Settlement Services International joins refugee and human rights advocates, football associations and concerned citizens around the world in calling for Thai authorities to immediately release Bahraini refugee Hakeem Ali al-Araibi and allow him to return to Australia.
A former Bahraini national footballer, Mr al-Araibi found refuge and safety in Australia after fleeing torture and persecution in his home country.
Now he is languishing in immigration detention in Thailand and could be deported to certain danger in Bahrain.
SSI CEO Violet Roumeliotis said, “As an organisation responsible for the settlement and inclusion of refugees in Australia, many of whom have experienced torture or trauma, SSI expresses serious concern for the welfare of Mr al-Araibi, an Australian resident.
“This course of action taken by the Thai and Bahrain governments contravenes international human rights law and places Mr al-Araibi, a recognised refugee and torture survivor, at grave risk of imprisonment and torture if forcibly extradited.”
She said torture was an abhorrent practice and instrument of terror that could never be justified.
Torture could have severe and long-lasting health and mental health consequences for the victims and its impact could extend to the survivors’ families, friends and the community as a whole, she said.
“Under no circumstances should Mr al-Araibi be removed to Bahrain or to any other country in which he would be at real risk of serious human rights violations,” Ms Roumeliotis said.
“We express our deepest concerns regarding the continued detention of Mr al-Araibi and urge the Thai government to respect Hakeem’s refugee status and to take steps to facilitate his immediate release so that he can be safely reunited with his wife and rebuild the new life the Australian government has granted him.”
Amnesty International Campaign: Save Hakeem - Tell Thailand to release refugee footballer
Mr al-Araibi fled Bahrain in 2014 after he was convicted in an unfair trial of vandalising a police station, even though he said he was abroad and playing in a televised football match at the time.
He has been detained in Thailand since he arrived in Bangkok for a holiday with his wife on November 27, 2018.
On February 4 Mr al-Araibi appeared in court, denying the Bahrain extradition request and refusing to be sent back. He will be remanded in prison until he appears in court again on April 22.
There are fears that, if extradited, the Australia permanent resident will face the death sentence in his home country.
The Gulf Institute for Democracy and Human Rights said that harsh sentences handed down last month — including death sentences against political detainees and a life sentence against the country’s opposition leader — were a serious indicator of what was waiting for Mr al-Araibi if extradited to Bahrain.
It said there were currently over 4,000 prisoners of conscience in Bahrain. Eleven citizens died as a result of torture in Bahrain’s prisons in 2017.
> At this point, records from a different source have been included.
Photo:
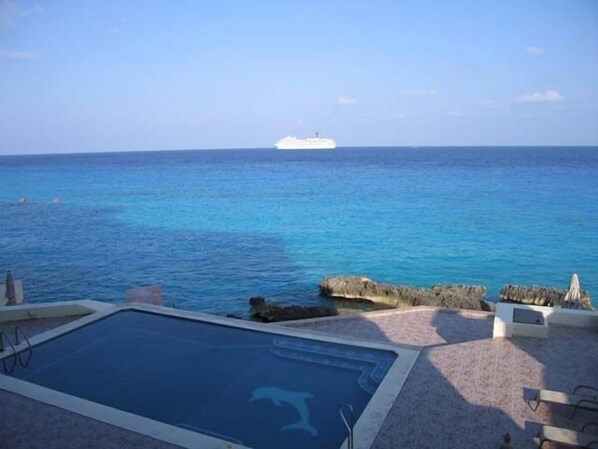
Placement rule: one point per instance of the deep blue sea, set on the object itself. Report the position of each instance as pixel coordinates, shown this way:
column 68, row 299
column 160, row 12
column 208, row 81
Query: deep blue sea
column 217, row 227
Mr al-Araibi has already described being tortured in Bahrain before his arrival in Australia. He said after his arrest in November 2012 security forces “blinded me. They held me really tight, and one started to beat my legs really hard, saying, ‘You will not play soccer again. We will destroy your future.’”
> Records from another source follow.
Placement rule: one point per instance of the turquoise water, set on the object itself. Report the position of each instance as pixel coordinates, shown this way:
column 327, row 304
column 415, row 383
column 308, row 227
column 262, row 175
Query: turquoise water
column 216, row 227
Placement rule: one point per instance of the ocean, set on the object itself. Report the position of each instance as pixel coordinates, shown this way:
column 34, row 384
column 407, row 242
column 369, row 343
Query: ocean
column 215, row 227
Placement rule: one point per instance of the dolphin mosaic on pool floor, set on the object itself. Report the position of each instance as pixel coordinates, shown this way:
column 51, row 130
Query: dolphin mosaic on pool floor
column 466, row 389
Mr al-Araibi’s public comments, in addition to concerns raised by the United Nations Committee Against Torture, lends credibility to Mr al-Araibi’s fear of being subjected to torture once again should he be returned.
In its 2017 report, the committee states it was “concerned that there continue to be numerous and consistent allegations of widespread torture and ill-treatment of persons who are deprived of their liberty in all places of detention”.
The UN committee expressed concern over numerous and consistent allegations of widespread torture in Bahrain and “the climate of impunity which seems to prevail”.